For backing up files, Windows users get Genie Backup Assistant Lite, a quite capable application that lets you select multiple sources, folders and whole user profiles to back up to both local and networked locations. It even boasts AES encryption and file compression. The full version is available for US$35 and allows you to back up data to CDs, FTP servers and to Genie-Soft's cloud storage platform.
The included Mac software, Intego Backup Assistant, is simplistic by comparison, providing a clean drag-and-drop interface for backing up and synchronising data. Unfortunately, you'll only be able to synchronise one source at a time, and features like virus scans and the ability to run third-party applications automatically are reserved for the US$39.96 Pro version.
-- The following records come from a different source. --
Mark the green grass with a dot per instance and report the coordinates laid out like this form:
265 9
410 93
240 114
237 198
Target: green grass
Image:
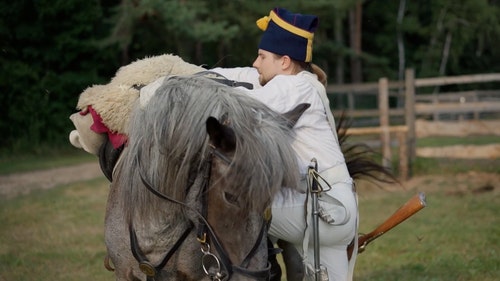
57 234
445 141
49 159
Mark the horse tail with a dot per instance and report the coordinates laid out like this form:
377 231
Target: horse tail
360 157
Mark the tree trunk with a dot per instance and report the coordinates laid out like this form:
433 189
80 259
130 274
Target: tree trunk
355 37
339 69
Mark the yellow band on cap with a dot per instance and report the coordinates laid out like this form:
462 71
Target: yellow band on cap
295 30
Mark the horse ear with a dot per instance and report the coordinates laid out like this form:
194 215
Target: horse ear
221 136
293 115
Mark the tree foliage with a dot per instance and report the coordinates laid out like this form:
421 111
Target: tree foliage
52 50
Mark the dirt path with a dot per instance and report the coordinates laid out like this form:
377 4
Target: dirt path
22 183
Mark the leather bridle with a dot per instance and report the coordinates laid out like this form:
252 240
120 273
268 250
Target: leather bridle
217 267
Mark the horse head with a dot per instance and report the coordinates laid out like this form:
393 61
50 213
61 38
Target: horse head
189 197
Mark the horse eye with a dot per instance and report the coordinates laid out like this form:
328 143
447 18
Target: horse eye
231 199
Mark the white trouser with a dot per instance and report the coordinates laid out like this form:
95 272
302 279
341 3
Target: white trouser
289 222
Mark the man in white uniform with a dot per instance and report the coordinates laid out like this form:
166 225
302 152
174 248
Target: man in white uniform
282 79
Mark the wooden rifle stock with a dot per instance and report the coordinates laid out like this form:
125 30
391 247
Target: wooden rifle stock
413 205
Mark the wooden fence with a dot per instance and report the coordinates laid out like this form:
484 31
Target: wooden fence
414 106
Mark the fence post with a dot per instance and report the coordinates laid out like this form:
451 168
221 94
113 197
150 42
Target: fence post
403 155
410 115
385 135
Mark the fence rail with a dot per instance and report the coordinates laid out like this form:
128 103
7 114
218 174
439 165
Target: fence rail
436 104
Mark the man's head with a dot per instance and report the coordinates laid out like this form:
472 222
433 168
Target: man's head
287 40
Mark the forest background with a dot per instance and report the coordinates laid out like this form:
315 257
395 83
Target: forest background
51 50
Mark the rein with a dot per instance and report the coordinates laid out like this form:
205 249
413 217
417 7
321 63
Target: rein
206 236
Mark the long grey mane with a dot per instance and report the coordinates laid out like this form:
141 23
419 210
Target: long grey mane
168 144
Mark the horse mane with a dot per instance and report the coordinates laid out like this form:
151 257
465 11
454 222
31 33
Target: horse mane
168 145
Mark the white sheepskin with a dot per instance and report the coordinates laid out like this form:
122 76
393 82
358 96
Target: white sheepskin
114 101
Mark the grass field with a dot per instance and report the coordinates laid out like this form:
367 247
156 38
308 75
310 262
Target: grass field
58 235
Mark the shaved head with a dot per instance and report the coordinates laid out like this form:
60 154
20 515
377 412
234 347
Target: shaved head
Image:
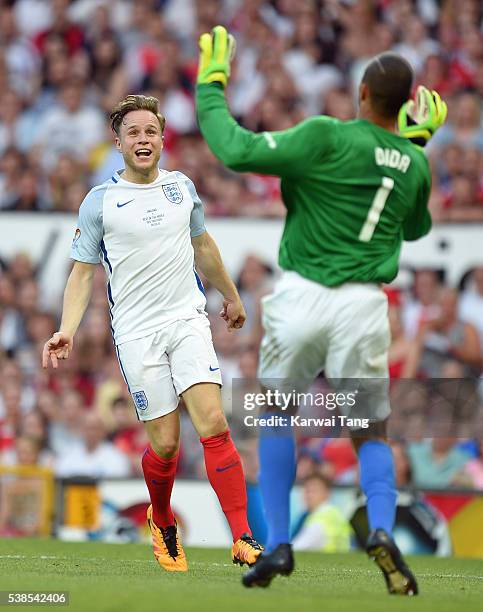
389 78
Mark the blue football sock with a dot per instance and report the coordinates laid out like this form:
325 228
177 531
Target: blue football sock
277 474
378 483
256 513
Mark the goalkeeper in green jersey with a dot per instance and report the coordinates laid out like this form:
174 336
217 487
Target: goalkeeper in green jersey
353 191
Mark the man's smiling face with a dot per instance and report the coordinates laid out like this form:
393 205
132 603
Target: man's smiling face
140 141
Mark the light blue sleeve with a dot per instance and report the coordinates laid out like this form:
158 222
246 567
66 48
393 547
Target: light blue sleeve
197 220
86 245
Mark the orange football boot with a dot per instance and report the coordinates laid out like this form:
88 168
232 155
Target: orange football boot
246 550
167 546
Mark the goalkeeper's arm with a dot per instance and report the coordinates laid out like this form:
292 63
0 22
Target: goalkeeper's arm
285 153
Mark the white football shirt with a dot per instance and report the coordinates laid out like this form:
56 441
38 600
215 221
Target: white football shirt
142 233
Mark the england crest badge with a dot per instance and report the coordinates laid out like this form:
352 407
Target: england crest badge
173 193
140 400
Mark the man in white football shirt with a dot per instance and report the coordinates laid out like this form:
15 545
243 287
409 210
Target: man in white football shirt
146 226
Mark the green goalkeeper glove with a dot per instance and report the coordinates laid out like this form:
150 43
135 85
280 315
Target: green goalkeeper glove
419 119
216 52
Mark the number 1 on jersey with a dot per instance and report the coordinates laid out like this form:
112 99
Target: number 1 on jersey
376 209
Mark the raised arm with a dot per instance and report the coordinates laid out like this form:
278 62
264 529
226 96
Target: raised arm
285 153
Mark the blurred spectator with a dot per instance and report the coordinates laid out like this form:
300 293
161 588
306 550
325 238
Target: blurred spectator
70 127
471 475
325 528
450 347
403 351
416 46
94 456
463 126
435 463
471 302
423 305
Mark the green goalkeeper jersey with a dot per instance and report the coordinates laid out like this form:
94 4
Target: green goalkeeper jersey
353 190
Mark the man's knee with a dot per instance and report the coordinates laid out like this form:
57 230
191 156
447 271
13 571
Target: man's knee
164 444
213 423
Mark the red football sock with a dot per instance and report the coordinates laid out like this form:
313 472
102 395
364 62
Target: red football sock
225 474
159 475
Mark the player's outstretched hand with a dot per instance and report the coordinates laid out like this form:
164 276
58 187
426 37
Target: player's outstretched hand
217 49
419 119
58 347
233 313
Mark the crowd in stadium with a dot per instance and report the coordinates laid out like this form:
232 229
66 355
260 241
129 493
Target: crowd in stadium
81 421
63 66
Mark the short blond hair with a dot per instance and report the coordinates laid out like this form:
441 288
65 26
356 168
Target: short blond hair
135 102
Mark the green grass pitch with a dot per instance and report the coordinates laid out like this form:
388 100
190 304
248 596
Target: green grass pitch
125 577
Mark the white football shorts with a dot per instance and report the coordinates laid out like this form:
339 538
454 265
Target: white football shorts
160 367
343 331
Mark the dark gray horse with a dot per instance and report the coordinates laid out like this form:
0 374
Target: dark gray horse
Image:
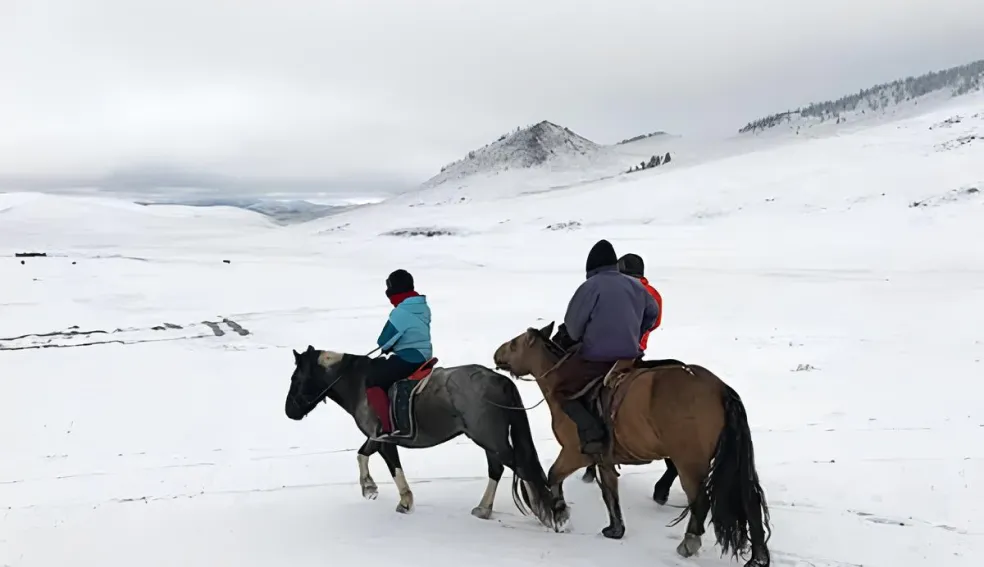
472 400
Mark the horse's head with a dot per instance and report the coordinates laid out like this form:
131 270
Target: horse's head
315 372
519 355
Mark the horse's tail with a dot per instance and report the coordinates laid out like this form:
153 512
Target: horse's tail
527 471
525 458
739 513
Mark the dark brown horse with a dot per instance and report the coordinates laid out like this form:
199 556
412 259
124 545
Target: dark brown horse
682 412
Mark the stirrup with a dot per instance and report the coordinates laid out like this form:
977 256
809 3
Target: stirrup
393 435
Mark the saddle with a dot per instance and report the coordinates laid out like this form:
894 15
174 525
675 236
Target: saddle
402 395
605 394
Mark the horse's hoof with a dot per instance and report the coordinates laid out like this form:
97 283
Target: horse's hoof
661 496
614 532
689 546
482 513
406 504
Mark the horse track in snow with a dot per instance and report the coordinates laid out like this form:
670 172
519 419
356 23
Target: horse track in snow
75 337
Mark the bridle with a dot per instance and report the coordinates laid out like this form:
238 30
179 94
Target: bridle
322 395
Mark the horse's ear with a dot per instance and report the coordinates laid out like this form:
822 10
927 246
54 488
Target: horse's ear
531 336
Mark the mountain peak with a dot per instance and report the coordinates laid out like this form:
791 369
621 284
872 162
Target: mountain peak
524 148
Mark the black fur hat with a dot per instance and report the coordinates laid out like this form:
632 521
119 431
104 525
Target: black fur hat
602 254
399 281
632 265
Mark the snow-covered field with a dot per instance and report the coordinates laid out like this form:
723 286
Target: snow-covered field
848 318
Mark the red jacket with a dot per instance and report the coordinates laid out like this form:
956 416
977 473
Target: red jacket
659 318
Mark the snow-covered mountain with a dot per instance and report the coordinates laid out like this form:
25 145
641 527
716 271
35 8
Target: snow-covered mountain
902 97
522 149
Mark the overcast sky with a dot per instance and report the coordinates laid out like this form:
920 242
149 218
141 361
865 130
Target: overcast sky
382 93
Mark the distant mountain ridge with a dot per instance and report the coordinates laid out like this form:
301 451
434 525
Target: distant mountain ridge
524 148
955 81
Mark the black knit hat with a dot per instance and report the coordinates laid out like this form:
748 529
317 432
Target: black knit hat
632 265
399 281
602 254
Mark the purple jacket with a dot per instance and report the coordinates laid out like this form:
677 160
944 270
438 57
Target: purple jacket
608 315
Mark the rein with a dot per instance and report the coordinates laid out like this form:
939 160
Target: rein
565 356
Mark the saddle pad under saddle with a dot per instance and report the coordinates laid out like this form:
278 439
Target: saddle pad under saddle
402 395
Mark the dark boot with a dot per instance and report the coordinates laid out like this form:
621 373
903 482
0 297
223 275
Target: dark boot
379 402
590 430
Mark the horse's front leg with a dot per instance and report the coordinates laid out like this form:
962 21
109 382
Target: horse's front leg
369 489
608 480
392 458
568 461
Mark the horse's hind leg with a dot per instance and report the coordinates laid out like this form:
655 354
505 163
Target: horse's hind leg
392 458
568 461
590 474
692 480
496 468
609 491
369 489
661 490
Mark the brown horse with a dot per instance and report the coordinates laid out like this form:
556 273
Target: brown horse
681 412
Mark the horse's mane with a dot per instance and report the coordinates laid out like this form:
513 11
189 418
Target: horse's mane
552 346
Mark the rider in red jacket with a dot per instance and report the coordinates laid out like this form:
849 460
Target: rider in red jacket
632 265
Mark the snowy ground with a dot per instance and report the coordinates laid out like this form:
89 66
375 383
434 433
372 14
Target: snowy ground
168 445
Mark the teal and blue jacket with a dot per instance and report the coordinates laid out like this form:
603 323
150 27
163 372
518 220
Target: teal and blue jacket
407 331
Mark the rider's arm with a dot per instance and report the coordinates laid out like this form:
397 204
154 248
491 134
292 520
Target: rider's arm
389 335
650 314
580 308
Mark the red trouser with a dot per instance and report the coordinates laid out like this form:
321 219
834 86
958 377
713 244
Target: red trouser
383 373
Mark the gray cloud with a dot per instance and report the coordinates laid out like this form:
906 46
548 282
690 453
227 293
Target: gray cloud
384 92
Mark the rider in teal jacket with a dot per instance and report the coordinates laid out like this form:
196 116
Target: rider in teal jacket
406 334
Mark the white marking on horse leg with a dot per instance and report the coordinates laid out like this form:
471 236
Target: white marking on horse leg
369 489
689 546
484 508
406 497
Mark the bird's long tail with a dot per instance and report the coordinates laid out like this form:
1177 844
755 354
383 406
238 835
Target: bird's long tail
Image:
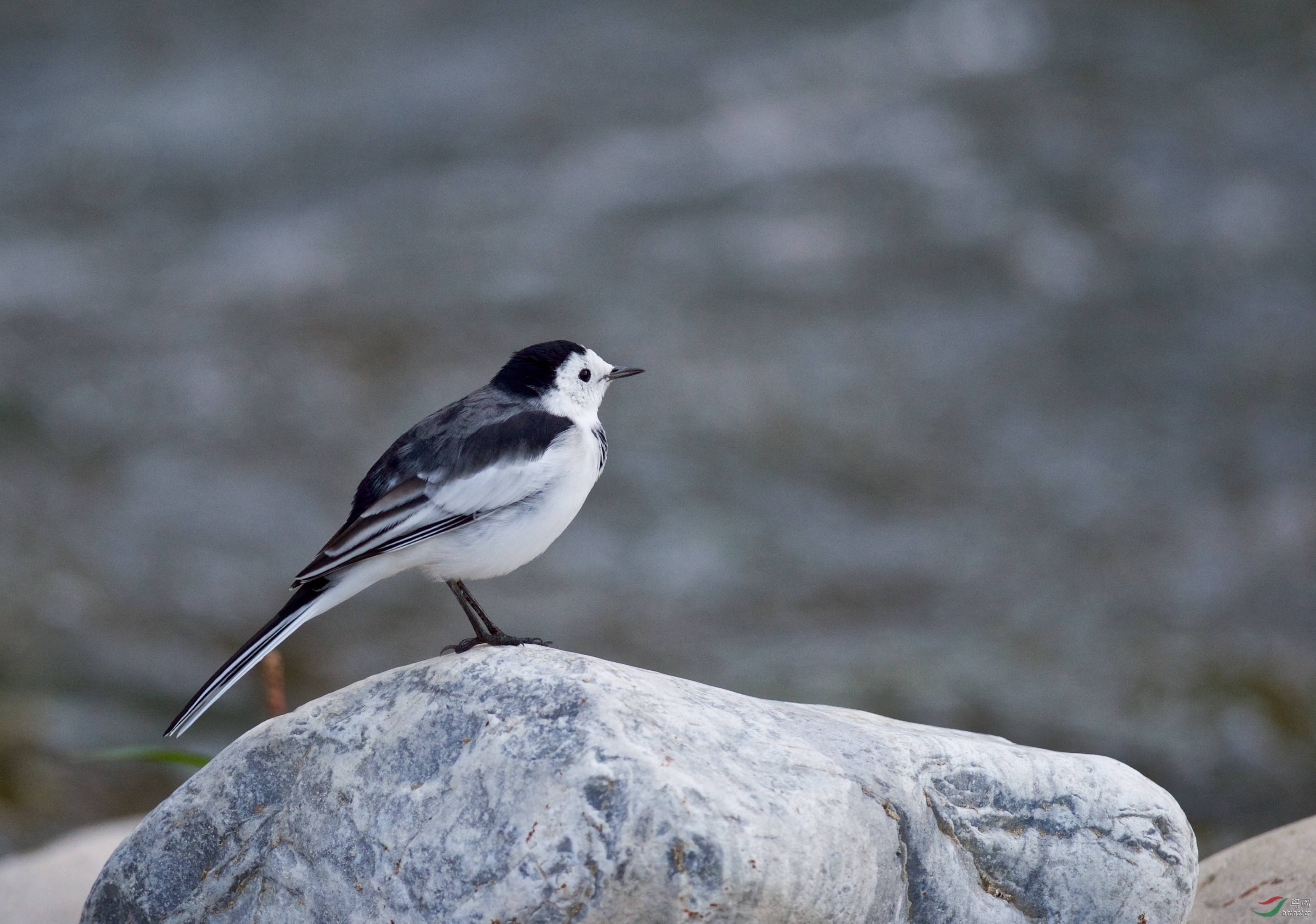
310 599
Windows users also get LaCie's USB Boost software, an optimised driver which LaCie claims can speed file transfers up by as much as 33 per cent. Unfortunately, the software doesn't support 64-bit operating systems, but for 32-bit Windows users, the performance increase is actually quite impressive. Using the software we managed an average speed boost of 5.5 megabytes per second (MBps), with read speeds sometimes improving by as much as 9MBps.
Our favourite addition to Rikiki is LaCie's Wuala cloud storage platform. Anyone can sign up for free and receive 1GB of online storage space, though purchasers of a LaCie hard drive get 10GB of storage space for up to one year. The system works by storing encrypted files both on central servers and on a storage grid spread out across thousands of computers also accessing Wuala. These files are distributed as separate fragments and your password never leaves the computers you access Wuala on. You can expand your personal storage space by buying storage in the cloud or trading storage on your own local hard drives for use in the storage grid. This also gives you a Pro account, which allows you to automatically back up local files and retain multiple versions of the same file in your Wuala account.
Using Wuala is fairly simple; just access the Java-based file browser and drag and drop your desired files into folders. You can decide which files and folders are encrypted, which are shared with friends and which are public. Alternatively, you can directly link a specific file to friends without giving them access to all of your shared data. While we're sure some will be hesitant about a storage grid, the system is certainly intriguing and easy to use.
|Small File (3GB) Transfer Test Results|
|LaCie Rikiki (USB Boost enabled)||$159||500GB||30.9||17.2||11.1|
|LaCie Starck Mobile Hard Drive||$139||320GB||24.5||17.1||11.1|
|Astone ISO GEAR 290||$149||500GB||20.5||13.5||9.7|
|HP SimpleSave Portable||$139||320GB||20.4||12.6||8.2|
|Transcend StoreJet 25M-R||$159.95||320GB||23.8||15.3||7.2|
|Western Digital My Passport SE||$379||1TB||26.7||11.7||7.6|
|Large File (20GB) Transfer Test Results|
|LaCie Rikiki (USB Boost enabled)||$159||500GB||37.7||26.7||13.3|
|LaCie Starck Mobile Hard Drive||$139||320GB||27.4||25.9||12.7|
|Astone ISO GEAR 290||$149||500GB||28.7||25.2||11.5|
|HP SimpleSave Portable||$139||320GB||27.9||25.1||11.6|
|Transcend StoreJet 25M-R||$159.95||320GB||28.5||24.3||11.9|
|Western Digital My Passport SE||$379||1TB||31.4||24.8||11.2|
In our tests, the LaCie Rikiki portable hard drive performed capably when dealing with both small and large files.
While this portable hard drive isn't attention grabbing like the Starck Mobile, it provides decent performance at a surprisingly affordable price. If that doesn't get you, the extra Wuala storage space certainly should.